Surgery. Many of us worry about having any kind of surgery (hysterectomy, mastectomy, prostatectomy, etc.) – it may be even more troubling when the breasts or genital area are involved. Most people do return to the kind of sex life they enjoyed before surgery.
Medications. Some drugs can cause sexual problems. These include some blood pressure medicines, antihistamines, antidepressants, tranquilizers, appetite suppressants, drugs for mental problems, and ulcer drugs. Some can lead to ED or make it hard for men to ejaculate. Some drugs can reduce a woman’s sexual desire or cause vaginal dryness or difficulty with arousal and orgasm. Check with your doctor to see if there is a different drug without side effects.
Alcohol. Too much alcohol can cause erection problems in men and delay orgasm in women.
Am I Too Old to Worry About Safe Sex?
Age does not protect you from sexually transmitted diseases. Older people who are sexually active may be at risk for diseases such as syphilis, gonorrhea, chlamydial infection, genital herpes, hepatitis B, genital warts, HIV/AIDS and trichomoniasis.

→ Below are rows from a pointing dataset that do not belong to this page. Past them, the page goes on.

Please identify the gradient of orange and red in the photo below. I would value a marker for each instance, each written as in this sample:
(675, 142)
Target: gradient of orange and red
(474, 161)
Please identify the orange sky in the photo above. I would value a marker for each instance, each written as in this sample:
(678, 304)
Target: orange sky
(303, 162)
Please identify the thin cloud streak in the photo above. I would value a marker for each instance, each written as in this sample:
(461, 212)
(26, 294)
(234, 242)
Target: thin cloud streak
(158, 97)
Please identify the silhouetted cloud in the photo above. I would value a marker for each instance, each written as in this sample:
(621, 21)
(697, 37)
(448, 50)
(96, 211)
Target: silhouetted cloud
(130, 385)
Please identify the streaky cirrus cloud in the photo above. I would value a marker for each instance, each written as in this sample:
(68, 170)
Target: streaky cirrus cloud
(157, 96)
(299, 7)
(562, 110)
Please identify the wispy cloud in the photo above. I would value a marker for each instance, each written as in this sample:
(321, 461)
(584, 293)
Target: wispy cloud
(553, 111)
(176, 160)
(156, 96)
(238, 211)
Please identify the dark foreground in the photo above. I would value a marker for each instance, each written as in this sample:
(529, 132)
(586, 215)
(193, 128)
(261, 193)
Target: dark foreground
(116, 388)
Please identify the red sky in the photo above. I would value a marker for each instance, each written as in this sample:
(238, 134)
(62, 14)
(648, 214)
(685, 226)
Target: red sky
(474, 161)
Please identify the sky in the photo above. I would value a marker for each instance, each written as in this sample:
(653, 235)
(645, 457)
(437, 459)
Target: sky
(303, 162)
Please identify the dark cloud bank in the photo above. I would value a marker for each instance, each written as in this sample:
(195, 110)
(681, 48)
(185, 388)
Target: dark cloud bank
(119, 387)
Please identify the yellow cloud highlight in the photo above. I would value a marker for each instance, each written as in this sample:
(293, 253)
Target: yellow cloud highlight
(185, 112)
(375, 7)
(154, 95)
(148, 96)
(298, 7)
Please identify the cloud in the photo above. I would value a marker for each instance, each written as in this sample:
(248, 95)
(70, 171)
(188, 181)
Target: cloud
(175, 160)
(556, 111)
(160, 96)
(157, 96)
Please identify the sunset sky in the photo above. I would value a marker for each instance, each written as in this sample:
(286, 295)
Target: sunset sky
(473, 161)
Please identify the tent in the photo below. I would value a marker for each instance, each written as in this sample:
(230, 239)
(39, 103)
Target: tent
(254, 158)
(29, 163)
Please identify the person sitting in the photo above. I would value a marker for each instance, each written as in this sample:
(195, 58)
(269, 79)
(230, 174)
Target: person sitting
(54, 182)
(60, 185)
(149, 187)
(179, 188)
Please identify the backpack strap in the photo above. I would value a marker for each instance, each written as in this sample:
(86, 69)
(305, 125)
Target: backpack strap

Talk with your doctor about ways to protect yourself from all sexually transmitted diseases. Go for regular checkups and testing. Talk with your partner. You are never too old to be at risk.
Can Emotions Play a Part?
Sexuality is often a delicate balance of emotional and physical issues. How you feel may affect what you are able to do. Many older couples find greater satisfaction in their sex life than they did when they were younger. They have fewer distractions, more time and privacy, no worries about getting pregnant, and greater intimacy with a lifelong partner.
Some older people are concerned about sex as they age. Fear of our changing bodies, erectile dysfunction, and other concerns are common. Embrace yourself as you are. You’re never too old for intimacy. A therapist can help with sexual problems in your relationship.
What Can I Do?
You can have an active sexual life. Make your partner a high priority. Take time to enjoy each other and to understand the changes you both are facing. Try different positions and new times, like having sex in the morning when you both may be well-rested. Don’t hurry—you or your partner may need to spend more time touching to become fully aroused. Masturbation is a sexual activity that many older people, with and without a partner, find satisfying.
Don’t be afraid to talk with your doctor if you have a problem that affects your sex life.
Physical problems can change your sex life as you get older. But, you and your partner may discover you have a new closeness. Talk to your partner about your needs. You may find that affection—hugging, kissing, touching, and spending time together—can make a good beginning.